A group of self-absorbed, classically-trained actors, under the direction of the impossibly more self-absorbed "Broadway Barracuda" Billie (Ivory Aquino), are rehearsing The Tempest for an off-off Broadway production. That is, until Billie gets an unexpected visit from an angry God (Dennelle Heidi Clarke) -- bear with me-- who also happens to be a hot girl. God orders her to ditch The Tempest and convince her cast, in under one hour, to perform an environmentally-friendly, modern performance of Not Again, Noah!, with a budget of zero dollars. Or what? Or else she'll bring on another Great Flood and wipe out humanity.

Ok, so there's no denying that's over the top. But instead of feeling contrived, 70 Million Tons, skillfully directed by Chanda Calentine, manages to be charmingly original, in large part because it embraces its own absurdity.

Religion seems like the last thing we need in a debate that already has enough complicating factors. However, the climate change debate has at times been framed as one between those who believe in God and those who believe in climate change. Those who make the God argument, as Rep. John Shimkus (R-IL) did late last year, completely disregard the science and use quotes like this as evidence: "The Earth will end only when God declares its time to be over."

When you've got arguments like that being touted as fact, does science really stand a chance? Sometimes it feels like the only way to spur deniers to action is through some sort of holy intervention.

On the flipside, religion is often used as a validation of climate change, with many making the claim that it's a moral impetus to be more environmentally-conscious and retain the beauty of the God's creation.

The play successfully maneuvers both sides of the religion argument in such a way that it doesn't come off as offensive. God is the voice of reason, demanding her minions be kinder to her planet, and there's nothing particularly offensive about that. But doesn't that greatly increase its potential of coming off as too preachy? 70 Million Tons escapes this pitfall by getting a little tongue-in-cheek. God may be the voice of reason, but her personality is like that of an impatient, unreasonable child, or raging murderer, who wants her way, declaring humans' time on Earth to be over unless everyone does what she says. Her irrational behavior makes it clear to the audience that the absurdity of a holy intervention is not lost on them.

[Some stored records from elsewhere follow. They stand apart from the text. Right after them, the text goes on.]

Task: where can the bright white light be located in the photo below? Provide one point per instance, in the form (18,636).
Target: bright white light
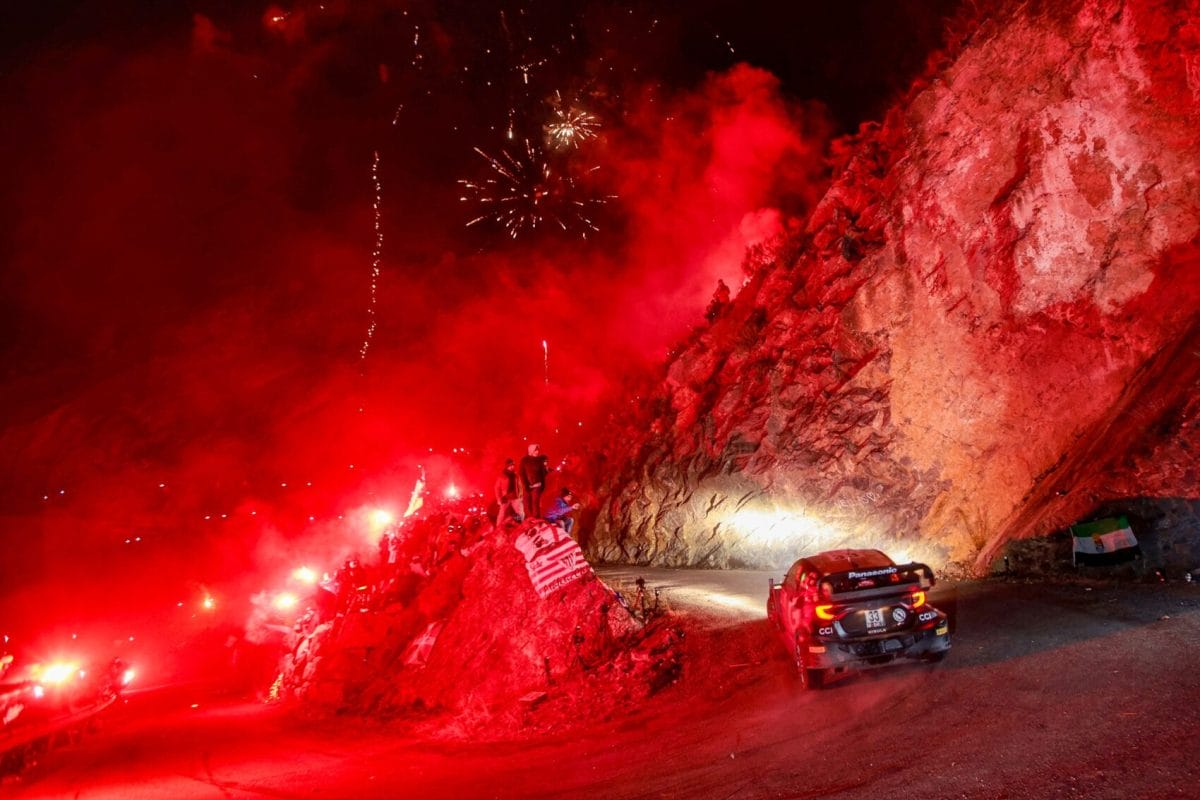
(286,601)
(305,575)
(381,518)
(778,527)
(58,672)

Any skepticism you might have about the required suspension of disbelief is also dispelled by the play's strong cast of characters. They're all in disbelief too, giving it a playful sense of self-awareness. Aside from Antonia (Jessica Wohlander), the blissfully optimistic environmentalist, all of the characters are completely environmentally-oblivious, a tad snarky, and easy targets to parody-- Peter (Ben Harrison), the overly narcissistic one; Dirk (Chaz Graytok), the flamboyantly gay, self-conscious one, and so on. Even Antonia's eco-enthusiasm becomes a source of parody, showing writer Terri McKinstry's ability to laugh at both sides. In the end, this works to the play's advantage, as it makes all the characters easy to like since they're so easy to laugh at.

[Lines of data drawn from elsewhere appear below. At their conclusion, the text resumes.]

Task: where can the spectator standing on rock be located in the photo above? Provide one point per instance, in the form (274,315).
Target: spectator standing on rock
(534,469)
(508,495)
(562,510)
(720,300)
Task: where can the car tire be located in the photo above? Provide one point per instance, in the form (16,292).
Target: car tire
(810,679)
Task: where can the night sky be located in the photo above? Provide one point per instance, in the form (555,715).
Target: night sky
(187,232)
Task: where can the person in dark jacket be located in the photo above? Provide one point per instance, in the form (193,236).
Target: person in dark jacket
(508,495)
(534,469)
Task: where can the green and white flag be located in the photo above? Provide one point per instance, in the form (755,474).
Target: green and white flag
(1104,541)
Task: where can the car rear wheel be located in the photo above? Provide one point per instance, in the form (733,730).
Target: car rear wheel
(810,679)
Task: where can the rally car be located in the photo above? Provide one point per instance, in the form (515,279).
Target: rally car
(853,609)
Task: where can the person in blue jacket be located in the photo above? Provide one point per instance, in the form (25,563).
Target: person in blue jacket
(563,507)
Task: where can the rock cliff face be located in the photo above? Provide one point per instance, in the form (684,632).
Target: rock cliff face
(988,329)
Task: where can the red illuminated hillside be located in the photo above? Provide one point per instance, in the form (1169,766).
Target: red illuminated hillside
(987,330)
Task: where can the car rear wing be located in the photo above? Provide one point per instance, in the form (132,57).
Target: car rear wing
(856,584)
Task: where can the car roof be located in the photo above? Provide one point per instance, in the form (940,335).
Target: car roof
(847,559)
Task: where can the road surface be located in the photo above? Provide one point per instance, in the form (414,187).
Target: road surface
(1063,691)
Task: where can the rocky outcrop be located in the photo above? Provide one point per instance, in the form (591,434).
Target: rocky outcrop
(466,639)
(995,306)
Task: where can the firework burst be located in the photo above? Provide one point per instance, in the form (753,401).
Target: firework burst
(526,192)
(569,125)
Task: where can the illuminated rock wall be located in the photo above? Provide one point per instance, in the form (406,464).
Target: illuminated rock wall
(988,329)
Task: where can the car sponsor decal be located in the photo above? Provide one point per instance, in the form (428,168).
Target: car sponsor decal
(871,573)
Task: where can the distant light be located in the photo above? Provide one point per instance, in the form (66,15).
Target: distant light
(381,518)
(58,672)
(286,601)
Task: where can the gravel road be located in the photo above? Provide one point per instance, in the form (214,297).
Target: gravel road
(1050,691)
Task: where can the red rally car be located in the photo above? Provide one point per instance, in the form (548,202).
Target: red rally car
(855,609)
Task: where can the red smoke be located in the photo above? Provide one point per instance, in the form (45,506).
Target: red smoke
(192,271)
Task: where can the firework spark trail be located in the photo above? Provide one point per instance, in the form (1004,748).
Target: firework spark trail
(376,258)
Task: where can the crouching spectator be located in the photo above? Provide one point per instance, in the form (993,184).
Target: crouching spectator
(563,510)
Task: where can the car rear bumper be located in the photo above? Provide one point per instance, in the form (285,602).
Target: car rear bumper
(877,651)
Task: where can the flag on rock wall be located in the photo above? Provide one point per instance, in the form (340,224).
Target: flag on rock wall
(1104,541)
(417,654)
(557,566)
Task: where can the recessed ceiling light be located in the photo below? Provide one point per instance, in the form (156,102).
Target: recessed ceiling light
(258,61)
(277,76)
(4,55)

The delivery of the subject matter is on par for most of the play, but in terms of its message itself, it can be a little simple for adults, especially since for the most part it's preaching to the choir. Furthermore it isn't entirely convincing as a farce because of the somewhat abrupt interjections of its message, to explain what CFL light bulbs are, what composting is, to show examples of reuse, etc. For those who don't need an education, it can at times come off as oversimplified, and for adults who don't believe in climate change, well, they won't be listening anyways.

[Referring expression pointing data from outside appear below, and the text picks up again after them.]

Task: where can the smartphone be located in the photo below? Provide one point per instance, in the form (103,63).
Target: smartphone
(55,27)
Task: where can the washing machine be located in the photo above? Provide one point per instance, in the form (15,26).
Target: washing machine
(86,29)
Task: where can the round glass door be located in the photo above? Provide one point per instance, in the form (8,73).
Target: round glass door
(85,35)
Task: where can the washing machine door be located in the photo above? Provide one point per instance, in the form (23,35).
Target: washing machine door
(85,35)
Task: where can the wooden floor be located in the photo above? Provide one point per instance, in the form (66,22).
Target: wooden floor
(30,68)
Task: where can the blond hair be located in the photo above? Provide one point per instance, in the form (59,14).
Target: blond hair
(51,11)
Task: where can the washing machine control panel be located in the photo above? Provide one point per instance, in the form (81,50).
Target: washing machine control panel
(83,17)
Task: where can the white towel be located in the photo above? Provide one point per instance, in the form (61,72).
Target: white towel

This is ideal, however, for the target audience that would get more than just a laugh out of it: Kids. Environment reporter Andrew C. Revkin recently wrote in The New York Times about educating the youth on climate change. "I've begun focusing on younger audiences for many reasons, one being a growing realization that many adults I've met in 20 years of covering global warming have been locked into rigid views of the world that distort how they absorb what scientists are saying," Revkin said. "To me, communicating to young people simply raises the odds that information about the environment and humanity's role in shaping it -- for better or worse -- gets to where it's most likely to be put to good use."

70 Million Tons is billed as a "family-friendly comedy," and it's clear why-- it has all the trappings to appeal to a child's imagination and mind, giving them useful life lessons that don't feel like they're being shoved down their throats. It puts the youth in the center of the climate change discussion and values their potential role in instigating a sea change in thinking.